What if you have to convince a prospective co-founder that you really like to join you? Some people think it's a negative sign if they don't join you without taking some convincing, but this is probably an overgeneralization. Some people are hesitant to build conviction, but after they do, they end up being all in.
For example, when On Deck was starting out there were a number of early employees that took years to recruit — and ended up being some of the most committed people in the company. It works this way for employees, and often also for co-founders.
How do you tell if someone is seriously considering joining you as a co-founder, vs. keeping their options open at your expense? To scope this out, simply ask them "what needs to be true for you to be all in?"
If they don't have an answer, or couldn't imagine any conditions under which their doubt would go away, they're probably not ever going to join. But if you can get them to elucidate crystal clear conditions of what would strengthen their resolve, e.g. if you recruited the right person, raised money, understood customer needs to a greater level of granularity, etc., then your path forward is clear — go and fulfill that condition, and they'll be willing to come on board.
Usually, when people say "the timing is not right" to join as a co-founder of a startup, they're just not truly bought in yet.
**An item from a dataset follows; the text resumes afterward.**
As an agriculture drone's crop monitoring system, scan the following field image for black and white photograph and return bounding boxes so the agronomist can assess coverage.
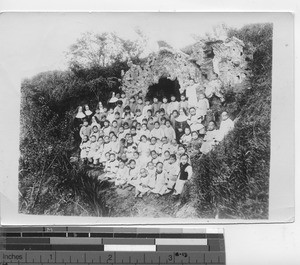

The best thing you can do to persuade them is to de-risk joining you, either by raising money, or getting proof of problem, or showing customer traction.
You also want to let prospective co-founders know that you're running a process. Just as you want to create FOMO to produce leverage in the fundraising process, you also want to clue in prospective co-founders that you're talking to other people — but make sure to make your interest in including them clear so that they know you're seriously interested in moving forward.
Step 7: Rinse and repeat?
How many co-founders should you have? Do you even need any, or is going solo best so that you can save the equity for recruiting and fundraising?
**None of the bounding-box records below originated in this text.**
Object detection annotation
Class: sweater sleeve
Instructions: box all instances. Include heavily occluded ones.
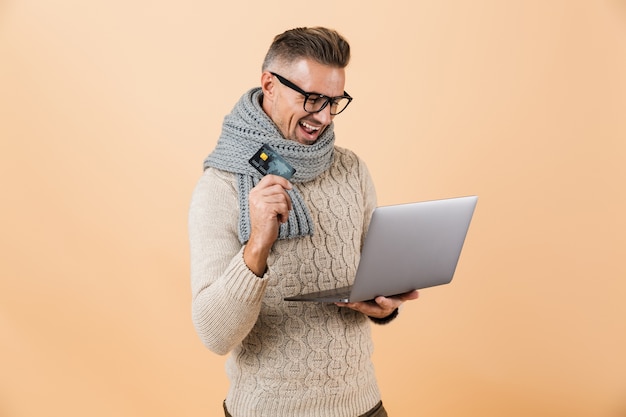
[189,168,268,355]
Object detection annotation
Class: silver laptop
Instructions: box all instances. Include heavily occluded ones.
[285,196,478,303]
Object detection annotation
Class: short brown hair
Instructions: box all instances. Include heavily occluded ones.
[262,26,350,71]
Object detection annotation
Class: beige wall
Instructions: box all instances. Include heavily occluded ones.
[0,0,626,417]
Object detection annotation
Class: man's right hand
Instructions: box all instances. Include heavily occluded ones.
[243,175,291,277]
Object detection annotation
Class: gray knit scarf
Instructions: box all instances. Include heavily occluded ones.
[204,88,335,244]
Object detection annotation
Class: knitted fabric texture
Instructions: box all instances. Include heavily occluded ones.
[189,147,380,417]
[204,87,335,243]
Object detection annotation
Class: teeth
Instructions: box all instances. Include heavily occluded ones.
[300,122,320,130]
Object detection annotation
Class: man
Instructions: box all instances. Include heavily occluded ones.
[189,28,418,417]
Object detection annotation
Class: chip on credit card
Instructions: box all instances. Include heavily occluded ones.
[250,144,296,179]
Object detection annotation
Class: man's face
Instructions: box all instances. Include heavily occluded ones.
[261,59,345,145]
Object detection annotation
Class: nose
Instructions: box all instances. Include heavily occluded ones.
[315,104,335,125]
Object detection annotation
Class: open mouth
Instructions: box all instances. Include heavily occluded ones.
[300,121,321,135]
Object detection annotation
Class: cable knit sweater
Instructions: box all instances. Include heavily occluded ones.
[189,147,380,417]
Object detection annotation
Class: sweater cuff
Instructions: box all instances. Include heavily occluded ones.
[367,308,400,324]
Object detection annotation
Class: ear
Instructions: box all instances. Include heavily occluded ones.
[261,71,276,100]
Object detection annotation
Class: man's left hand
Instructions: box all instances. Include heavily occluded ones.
[335,291,419,319]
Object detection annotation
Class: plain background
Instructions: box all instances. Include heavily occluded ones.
[0,0,626,417]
Nothing great was ever built by committee, so there's a natural upper limit to the number of co-founders that will make sense. But ultimately the number of co-founders doesn't matter — what matters is that there is clear decision making and an unfair advantage for your founding team vs. incumbents and other startups in the same space.
Whether that formula leads to 2, 3, or 4 co-founders varies on a case-by-case basis. Keep in mind that great companies tend to require multiple special advantages, so it's a balance between getting there while also keeping decision-making streamlined.
Co-Founder Problems Are The Startup Killer
It's often said that the two biggest risks for startups are not finding product-market fit, and co-founder issues.
The goal of your co-founder matching process should be to minimize the risk of co-founder issues while maximizing the time you spend on finding PMF — although this is a bit of a chicken and an egg situation (nothing solves relationship tensions like winning, just ask any sports team).
As we mentioned at the beginning, the frameworks presented in this playbook are not gospel. Nor are the archetypal founder experiences of successful startups of the last two decades in tech necessarily representative of the path you should follow — whether it's the "solo founder" arc of Mark Zuckerberg or Brian Armstrong meeting Brad Ehrsam on Reddit.
There are no hard and fast rules. Because startups are a game of outliers, it's hard to find general trends across many successful companies.
Whatever your particular case, it will generally work better if you try to be intentional about building a process, clearly define what you want for yourself and your business, try to create alignment with prospective partners, and get to know them and build trust under intense conditions. This will help minimize co-founder issues, increase your chance of building a world-changing company, and smooth your entrepreneurial journey.